Daura-Oller Elias, Cabré Maria, Montero Miguel A, Paternáin José L, Romeu Antoni
Biochemistry and Biotechnology Department, Faculty of Chemistry, Rovira i Virgili University (URV), c/Marcel-li Domingo, s/n. Campus Sescelades, 43007 Tarragona, Spain.
Comp Funct Genomics. 2009;2009:549387. doi: 10.1155/2009/549387. Epub 2009 Apr 8.

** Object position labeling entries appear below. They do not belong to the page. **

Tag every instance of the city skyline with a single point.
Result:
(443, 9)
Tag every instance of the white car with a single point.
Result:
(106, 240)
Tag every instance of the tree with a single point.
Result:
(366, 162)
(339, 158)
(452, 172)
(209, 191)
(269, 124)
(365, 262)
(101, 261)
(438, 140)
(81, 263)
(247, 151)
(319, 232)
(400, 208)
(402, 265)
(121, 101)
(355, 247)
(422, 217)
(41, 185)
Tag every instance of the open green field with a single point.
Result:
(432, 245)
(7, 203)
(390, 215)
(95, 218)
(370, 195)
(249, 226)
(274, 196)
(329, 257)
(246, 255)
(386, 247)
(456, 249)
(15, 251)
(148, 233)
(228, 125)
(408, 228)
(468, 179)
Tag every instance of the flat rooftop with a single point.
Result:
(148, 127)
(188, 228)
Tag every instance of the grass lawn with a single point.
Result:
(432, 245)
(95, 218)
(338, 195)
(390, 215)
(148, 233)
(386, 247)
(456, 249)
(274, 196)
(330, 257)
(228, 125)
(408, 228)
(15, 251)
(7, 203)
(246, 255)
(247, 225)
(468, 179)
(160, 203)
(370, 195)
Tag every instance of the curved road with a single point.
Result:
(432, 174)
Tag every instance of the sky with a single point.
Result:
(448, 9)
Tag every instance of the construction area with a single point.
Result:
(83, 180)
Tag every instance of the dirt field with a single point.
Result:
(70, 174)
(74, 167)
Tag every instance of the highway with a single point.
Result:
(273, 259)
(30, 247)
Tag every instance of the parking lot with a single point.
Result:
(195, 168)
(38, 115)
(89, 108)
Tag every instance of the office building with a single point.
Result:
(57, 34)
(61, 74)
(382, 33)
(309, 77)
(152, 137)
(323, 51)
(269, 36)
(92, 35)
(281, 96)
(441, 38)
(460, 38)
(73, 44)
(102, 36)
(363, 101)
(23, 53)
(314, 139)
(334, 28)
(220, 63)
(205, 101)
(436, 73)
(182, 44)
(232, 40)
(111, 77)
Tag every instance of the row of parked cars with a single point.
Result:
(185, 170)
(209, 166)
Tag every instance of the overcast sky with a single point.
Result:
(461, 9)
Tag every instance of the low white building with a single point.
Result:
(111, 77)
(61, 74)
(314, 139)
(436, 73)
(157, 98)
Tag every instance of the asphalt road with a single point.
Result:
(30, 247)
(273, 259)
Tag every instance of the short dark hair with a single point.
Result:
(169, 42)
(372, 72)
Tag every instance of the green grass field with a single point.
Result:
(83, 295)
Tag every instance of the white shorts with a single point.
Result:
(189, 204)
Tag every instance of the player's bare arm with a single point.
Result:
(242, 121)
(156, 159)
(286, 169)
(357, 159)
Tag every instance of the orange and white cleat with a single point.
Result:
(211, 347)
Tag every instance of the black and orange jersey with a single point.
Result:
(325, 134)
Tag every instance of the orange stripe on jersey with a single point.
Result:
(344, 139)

In the present study, a positive training set of 30 known human imprinted gene coding regions are compared with a set of 72 randomly sampled human nonimprinted gene coding regions (negative training set) to identify genomic features common to human imprinted genes. The most important feature of the present work is its ability to use multivariate analysis to look at variation, at coding region DNA level, among imprinted and non-imprinted genes. There is a force affecting genomic parameters that appears through the use of the appropriate multivariate methods (principle components analysis (PCA) and quadratic discriminant analysis (QDA)) to analyse quantitative genomic data. We show that variables, such as CG content, [bp]% CpG islands, [bp]% Large Tandem Repeats, and [bp]% Simple Repeats, are able to distinguish coding regions of human imprinted genes.
在本研究中,将30个已知的人类印迹基因编码区域的阳性训练集与一组72个随机抽样的人类非印迹基因编码区域(阴性训练集)进行比较,以确定人类印迹基因共有的基因组特征。本研究最重要的特点是能够使用多变量分析来观察印迹基因和非印迹基因在编码区DNA水平上的变异。通过使用适当的多变量方法(主成分分析(PCA)和二次判别分析(QDA))来分析定量基因组数据,有一种影响基因组参数的力量显现出来。我们表明,诸如CG含量、[bp]% CpG岛、[bp]% 大串联重复和[bp]% 简单重复等变量能够区分人类印迹基因的编码区域。